Can Breathing Exercises Really Improve Your Wellness?
Plenty of serious health and wellness people tout breathing exercises, and if it’s something you’ve never personally explored it can feel somewhat silly. After all, breathing is the most natural thing we do, and it’s easy to presume you do a perfectly adequate job of taking in oxygen without having to do specific exercises. You might in fact ask yourself: can such exercises actually result in improved health and wellness?
The answer is a fairly definitive yes, with the following being some of the main potential benefits.
Lower Blood Pressure
Perhaps the clearest and most frequently mentioned benefit of breathing exercises is that your muscles relax. This sounds nice, but it actually has a more significant resulting benefit as well. As the muscles relax, blood vessels actually open up a little bit, and blood pressure can drop as a result. This is a healthy result in general, but also if you happen to be feeling tense or stressed at any given moment (which we’ll touch on more below).
Improved Mental Focus
We don’t often think of things in these terms, but put quite simply the brain needs a steady and adequate supply of oxygen to function as well as it ought to. Thus, when you try deep breathing exercises and take in more oxygen, you’re essentially fueling your brain to perform at an optimal level. That means improved focus in general, and in some cases a little bit more mental stamina or even boosted memory.
Subduing Negative Emotions
This is something we don’t hear as much about, but it surfaced recently in a piece about how competitive gamers can use breathing exercises to calm down. Breathing is referred to as one of the most powerful techniques for tackling frustration or anger, with the basic point being that deep breaths, increased oxygen flow, and a slower heart rate can actually chemically reduce stress. Thus, when you feel overwhelmed, frustrated, angry, or anything similar, you can turn to a breathing exercise for an immediate benefit via the calming of negative emotions.
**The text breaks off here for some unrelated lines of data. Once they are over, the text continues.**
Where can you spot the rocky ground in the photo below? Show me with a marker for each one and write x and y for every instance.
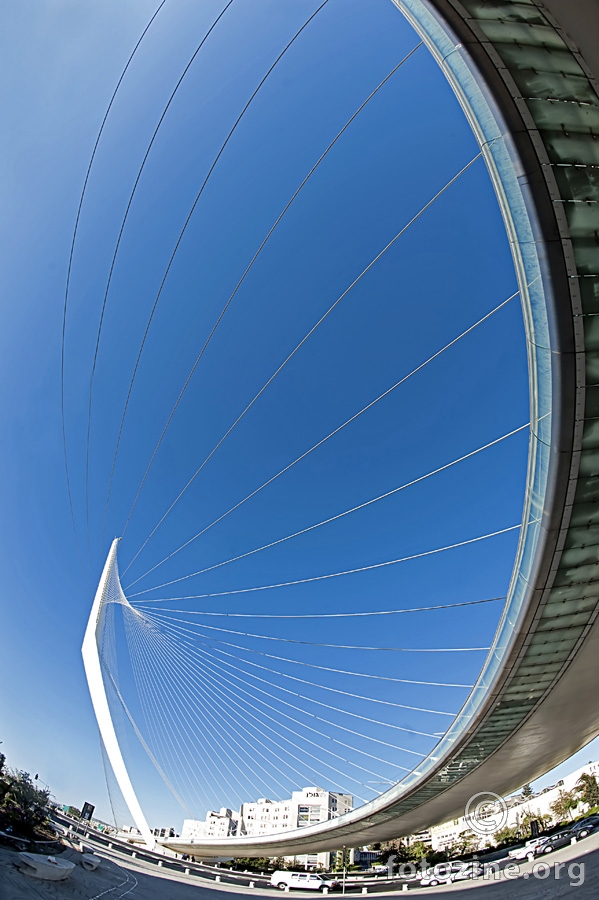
(119, 877)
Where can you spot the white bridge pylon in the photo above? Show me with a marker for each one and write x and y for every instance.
(109, 591)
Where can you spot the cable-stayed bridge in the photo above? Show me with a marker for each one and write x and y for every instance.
(531, 99)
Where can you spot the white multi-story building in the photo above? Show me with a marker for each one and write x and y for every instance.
(305, 807)
(519, 808)
(217, 824)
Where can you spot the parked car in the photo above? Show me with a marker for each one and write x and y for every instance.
(528, 851)
(554, 842)
(444, 873)
(585, 826)
(306, 881)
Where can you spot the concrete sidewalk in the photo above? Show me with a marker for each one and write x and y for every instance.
(120, 876)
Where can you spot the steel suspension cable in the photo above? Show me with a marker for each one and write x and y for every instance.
(70, 266)
(346, 512)
(390, 562)
(246, 273)
(191, 653)
(181, 630)
(163, 616)
(201, 191)
(172, 658)
(254, 749)
(344, 615)
(314, 328)
(301, 696)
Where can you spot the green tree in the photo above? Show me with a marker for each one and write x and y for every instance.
(587, 789)
(466, 843)
(525, 824)
(506, 836)
(565, 803)
(23, 806)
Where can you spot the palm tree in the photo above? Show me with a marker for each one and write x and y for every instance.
(588, 789)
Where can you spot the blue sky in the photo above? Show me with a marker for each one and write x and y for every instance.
(61, 64)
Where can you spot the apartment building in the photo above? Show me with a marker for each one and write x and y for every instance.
(222, 824)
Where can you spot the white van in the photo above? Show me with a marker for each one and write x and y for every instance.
(306, 881)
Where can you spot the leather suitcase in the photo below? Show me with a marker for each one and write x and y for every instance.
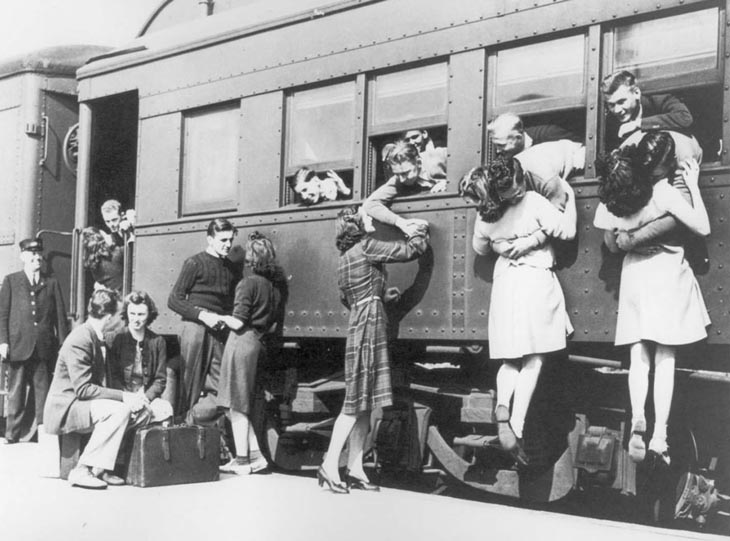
(174, 455)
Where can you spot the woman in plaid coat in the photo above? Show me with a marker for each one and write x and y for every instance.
(361, 279)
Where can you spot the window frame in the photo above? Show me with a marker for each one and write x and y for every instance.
(671, 82)
(193, 208)
(373, 130)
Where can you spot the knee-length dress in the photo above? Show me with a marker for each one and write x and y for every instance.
(361, 278)
(259, 304)
(659, 297)
(527, 308)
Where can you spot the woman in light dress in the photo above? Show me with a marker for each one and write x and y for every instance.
(660, 301)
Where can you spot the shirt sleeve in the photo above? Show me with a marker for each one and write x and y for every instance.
(396, 251)
(671, 114)
(178, 300)
(159, 350)
(480, 240)
(376, 205)
(603, 219)
(5, 311)
(243, 302)
(552, 221)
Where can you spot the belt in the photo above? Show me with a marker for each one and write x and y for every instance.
(367, 299)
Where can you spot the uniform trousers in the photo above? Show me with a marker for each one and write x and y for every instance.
(28, 383)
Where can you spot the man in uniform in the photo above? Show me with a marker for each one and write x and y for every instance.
(32, 324)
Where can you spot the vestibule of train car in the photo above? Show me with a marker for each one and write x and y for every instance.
(113, 153)
(113, 157)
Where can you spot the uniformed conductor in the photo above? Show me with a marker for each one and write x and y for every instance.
(32, 324)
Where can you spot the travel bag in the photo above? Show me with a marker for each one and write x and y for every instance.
(174, 455)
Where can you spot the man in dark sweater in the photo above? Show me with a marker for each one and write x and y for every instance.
(202, 295)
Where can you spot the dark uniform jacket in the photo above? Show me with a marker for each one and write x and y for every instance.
(80, 377)
(31, 317)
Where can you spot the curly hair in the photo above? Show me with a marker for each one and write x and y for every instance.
(622, 188)
(655, 149)
(349, 228)
(95, 246)
(400, 152)
(140, 297)
(102, 302)
(261, 256)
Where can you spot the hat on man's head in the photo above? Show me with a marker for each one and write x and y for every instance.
(31, 245)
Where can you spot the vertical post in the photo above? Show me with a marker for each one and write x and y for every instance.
(83, 180)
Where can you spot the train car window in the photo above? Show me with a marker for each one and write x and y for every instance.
(321, 124)
(541, 71)
(412, 105)
(688, 70)
(210, 160)
(642, 47)
(544, 83)
(320, 144)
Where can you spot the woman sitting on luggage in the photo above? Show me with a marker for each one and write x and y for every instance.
(138, 357)
(361, 279)
(527, 317)
(258, 311)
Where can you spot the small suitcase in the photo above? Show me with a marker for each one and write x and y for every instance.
(174, 455)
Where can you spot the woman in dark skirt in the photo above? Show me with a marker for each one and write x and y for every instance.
(258, 311)
(361, 279)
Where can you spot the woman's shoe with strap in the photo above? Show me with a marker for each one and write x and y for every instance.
(359, 484)
(337, 488)
(507, 438)
(637, 447)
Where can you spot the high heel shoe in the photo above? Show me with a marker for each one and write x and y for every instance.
(359, 484)
(337, 488)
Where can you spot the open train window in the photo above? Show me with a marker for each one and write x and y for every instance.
(409, 104)
(320, 142)
(545, 84)
(675, 55)
(210, 159)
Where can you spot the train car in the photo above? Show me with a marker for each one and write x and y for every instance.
(38, 114)
(213, 106)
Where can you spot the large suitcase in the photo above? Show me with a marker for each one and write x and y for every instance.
(174, 455)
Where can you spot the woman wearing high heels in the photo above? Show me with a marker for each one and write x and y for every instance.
(361, 279)
(258, 311)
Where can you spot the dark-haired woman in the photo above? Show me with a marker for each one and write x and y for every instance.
(103, 258)
(659, 300)
(138, 356)
(361, 278)
(258, 311)
(527, 316)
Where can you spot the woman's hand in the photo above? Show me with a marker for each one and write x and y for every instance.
(691, 173)
(440, 186)
(391, 294)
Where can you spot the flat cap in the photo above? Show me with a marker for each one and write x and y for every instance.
(31, 245)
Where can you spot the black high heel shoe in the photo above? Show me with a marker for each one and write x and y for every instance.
(337, 488)
(359, 484)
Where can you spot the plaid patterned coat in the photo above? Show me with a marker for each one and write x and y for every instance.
(361, 279)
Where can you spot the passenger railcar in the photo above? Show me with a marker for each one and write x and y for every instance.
(38, 111)
(213, 106)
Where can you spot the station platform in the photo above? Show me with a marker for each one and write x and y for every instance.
(274, 507)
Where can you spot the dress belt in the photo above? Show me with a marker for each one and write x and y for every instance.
(367, 299)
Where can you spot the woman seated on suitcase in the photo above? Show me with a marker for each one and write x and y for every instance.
(138, 357)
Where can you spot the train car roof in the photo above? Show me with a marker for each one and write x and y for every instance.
(167, 32)
(61, 60)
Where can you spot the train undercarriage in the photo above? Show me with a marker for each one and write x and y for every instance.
(442, 422)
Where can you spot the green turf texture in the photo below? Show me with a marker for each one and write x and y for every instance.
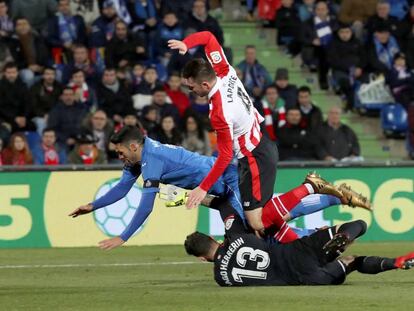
(181, 287)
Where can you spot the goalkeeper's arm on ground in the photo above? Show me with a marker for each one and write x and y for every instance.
(119, 191)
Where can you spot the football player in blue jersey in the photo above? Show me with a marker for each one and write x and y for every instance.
(166, 164)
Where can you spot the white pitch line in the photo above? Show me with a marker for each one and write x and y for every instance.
(132, 264)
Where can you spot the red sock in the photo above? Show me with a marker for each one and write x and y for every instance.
(276, 208)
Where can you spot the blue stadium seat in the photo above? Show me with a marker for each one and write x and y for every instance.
(394, 120)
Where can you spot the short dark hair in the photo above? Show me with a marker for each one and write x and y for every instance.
(109, 69)
(198, 244)
(10, 65)
(47, 129)
(158, 89)
(77, 70)
(199, 70)
(304, 89)
(128, 134)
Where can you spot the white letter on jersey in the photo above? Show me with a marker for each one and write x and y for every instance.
(215, 57)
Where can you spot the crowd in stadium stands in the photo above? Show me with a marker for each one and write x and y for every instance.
(74, 72)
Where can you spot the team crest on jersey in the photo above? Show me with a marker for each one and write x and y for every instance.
(229, 222)
(215, 57)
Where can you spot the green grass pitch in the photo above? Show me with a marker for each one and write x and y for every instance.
(144, 278)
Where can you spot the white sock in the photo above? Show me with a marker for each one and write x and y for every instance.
(310, 188)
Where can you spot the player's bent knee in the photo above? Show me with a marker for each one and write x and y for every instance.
(254, 218)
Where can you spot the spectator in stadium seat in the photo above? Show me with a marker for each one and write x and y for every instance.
(347, 59)
(167, 132)
(84, 93)
(30, 52)
(306, 9)
(255, 75)
(150, 118)
(37, 12)
(356, 13)
(124, 49)
(272, 107)
(200, 20)
(337, 141)
(88, 9)
(382, 50)
(81, 61)
(144, 15)
(167, 30)
(137, 75)
(159, 100)
(65, 29)
(47, 151)
(44, 95)
(311, 114)
(316, 35)
(287, 23)
(6, 23)
(5, 55)
(383, 16)
(195, 137)
(149, 83)
(408, 46)
(85, 151)
(113, 97)
(14, 101)
(295, 142)
(401, 80)
(66, 118)
(288, 92)
(131, 119)
(103, 28)
(173, 88)
(102, 128)
(18, 151)
(5, 132)
(399, 8)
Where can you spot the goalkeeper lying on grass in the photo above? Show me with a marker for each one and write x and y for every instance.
(173, 165)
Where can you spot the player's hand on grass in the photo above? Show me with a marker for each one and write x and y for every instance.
(111, 243)
(84, 209)
(195, 197)
(178, 45)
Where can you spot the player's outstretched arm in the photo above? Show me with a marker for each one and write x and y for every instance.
(178, 45)
(141, 214)
(212, 48)
(119, 191)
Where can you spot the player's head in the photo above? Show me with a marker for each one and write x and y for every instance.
(128, 144)
(201, 246)
(199, 76)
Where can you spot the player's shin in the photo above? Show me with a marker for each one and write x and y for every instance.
(353, 229)
(276, 209)
(373, 264)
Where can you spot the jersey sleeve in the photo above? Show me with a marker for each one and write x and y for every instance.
(141, 214)
(152, 170)
(224, 131)
(120, 190)
(213, 50)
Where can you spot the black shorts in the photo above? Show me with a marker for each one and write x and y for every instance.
(257, 175)
(303, 262)
(325, 271)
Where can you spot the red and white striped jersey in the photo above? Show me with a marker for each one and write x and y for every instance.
(233, 116)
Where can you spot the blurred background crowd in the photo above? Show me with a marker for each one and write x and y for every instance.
(73, 72)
This is almost a side benefit, but it’s still something a lot of people will enjoy knowing about. If you do deep breathing exercises properly you should be expanding and contracting your abdominal muscles from the inside, and this is actually a workout in and of itself. That’s not to say deep breathing is the key to six-pack abs, but over time it can strengthen your abs and your core even as it gives you the actual benefits of the breathing.
An article about deep breathing exercises aimed at smokers made the interesting move of calling breathing “the natural painkiller.” The explanation here is actually simple. Deep breathing releases endorphins throughout the body, and endorphins are basically designed to be the body’s natural response to pain. So if you’re having any general aches, pains, or soreness, deep breathing might actually help to ease them as you exercise.